LLM-PySC2: Starcraft II learning environment for Large Language Models
Zongyuan Li, Yanan Ni, Runnan Qi, Lumin Jiang, Chang Lu, Xiaojie Xu, Xiangbei Liu, Pengfei Li, Yunzheng Guo, Zhe Ma, Huanyu Li, Hui Wu, Xian Guo, Kuihua Huang, Xuebo Zhang
TL;DR
The paper tackles the challenge of enabling large language models (LLMs) to make decisions in StarCraft II by introducing LLM-PySC2, an environment that exposes the full pysc2 action space, rich multi-modal observations, and a native multi-agent framework.

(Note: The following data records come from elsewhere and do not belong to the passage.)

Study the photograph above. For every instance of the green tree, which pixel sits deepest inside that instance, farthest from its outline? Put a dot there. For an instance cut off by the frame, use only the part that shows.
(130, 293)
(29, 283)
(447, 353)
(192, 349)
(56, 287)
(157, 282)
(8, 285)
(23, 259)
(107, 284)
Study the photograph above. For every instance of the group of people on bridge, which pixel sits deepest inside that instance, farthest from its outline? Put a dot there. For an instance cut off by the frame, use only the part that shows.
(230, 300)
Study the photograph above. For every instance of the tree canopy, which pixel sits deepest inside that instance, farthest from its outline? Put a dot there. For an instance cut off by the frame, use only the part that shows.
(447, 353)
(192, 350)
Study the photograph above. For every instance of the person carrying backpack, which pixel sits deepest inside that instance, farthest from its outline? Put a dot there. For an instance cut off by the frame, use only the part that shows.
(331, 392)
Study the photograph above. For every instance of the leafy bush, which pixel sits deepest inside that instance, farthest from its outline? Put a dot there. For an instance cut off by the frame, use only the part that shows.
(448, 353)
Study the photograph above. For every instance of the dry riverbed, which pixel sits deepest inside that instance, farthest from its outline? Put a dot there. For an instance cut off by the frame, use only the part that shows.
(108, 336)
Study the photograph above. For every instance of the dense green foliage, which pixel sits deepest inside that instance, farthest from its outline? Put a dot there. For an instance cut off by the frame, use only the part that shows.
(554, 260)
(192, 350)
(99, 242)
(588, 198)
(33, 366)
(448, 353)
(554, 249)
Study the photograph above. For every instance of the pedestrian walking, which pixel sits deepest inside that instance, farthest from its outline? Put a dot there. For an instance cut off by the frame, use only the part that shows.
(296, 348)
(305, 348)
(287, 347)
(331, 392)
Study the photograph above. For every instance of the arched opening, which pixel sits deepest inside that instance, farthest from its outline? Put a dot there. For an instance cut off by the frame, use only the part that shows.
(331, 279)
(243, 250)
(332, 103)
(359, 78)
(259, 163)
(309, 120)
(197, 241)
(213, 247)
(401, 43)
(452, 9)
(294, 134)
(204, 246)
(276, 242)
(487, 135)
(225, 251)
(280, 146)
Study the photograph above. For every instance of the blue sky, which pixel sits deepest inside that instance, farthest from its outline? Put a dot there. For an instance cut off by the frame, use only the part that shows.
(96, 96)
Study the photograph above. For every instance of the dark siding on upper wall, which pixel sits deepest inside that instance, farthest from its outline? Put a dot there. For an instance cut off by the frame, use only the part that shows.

It presents an asynchronous query architecture and task-specific Wiki knowledge integration to support LLM-based planning, learning, and collaboration. Through macro-decision and micro-operation experiments, the authors show that while LLMs have zero-shot decision-making potential, their performance remains inconsistent due to insufficient domain knowledge and hallucinations, necessitating task-aware instructions and deployment-time learning. Overall, LLM-PySC2 provides a scalable platform to probe and advance LLM-based decision-making in highly complex, multi-agent environments, guiding future research toward more robust, knowledge-grounded planning systems.
Abstract
The tremendous potential has been demonstrated by large language models (LLMs) in intelligent decision-making problems, with unprecedented capabilities shown across diverse applications ranging from gaming AI systems to complex strategic planning frameworks. However, the StarCraft II platform, which has been widely adopted for validating decision-making algorithms in the past decade, has not yet provided substantial support for this emerging domain. To address issues that LLMs cannot interface with the hundreds of actions of the pysc2 backend and the lack of native support for multi-agent (MA) collaboration, we propose the LLM-PySC2 environment. This is the first environment that offers LLMs the complete pysc2 action space with sufficient multi-modal information and game Wiki knowledge. With an asynchronous query architecture, the environment efficiently interacts with LLMs that maintain a constant latency regardless of the scale of the agents' population. In the experiments, we evaluated LLMs' decision-making performance in both the macro-decision and micro-operation scenarios, with traditional StarCraft II Multi-Agent Challenge (SMAC) tasks and a series of new proposed. Results indicate that LLMs possess the potential to achieve victories in complex scenarios but cannot constantly generate correct decisions, especially in the recovered pysc2 action space and MA settings. Without task-relevant instructions, the pre-trained models suffer from issues such as hallucinations and inefficient collaboration. Our findings suggest that StarCraft II still challenges in the era of large models, revealing that there is a lot to do to develop an advanced LLM decision-making system, and the proposed LLM-PySC2 environment will support future development of LLM-based decision-making solutions.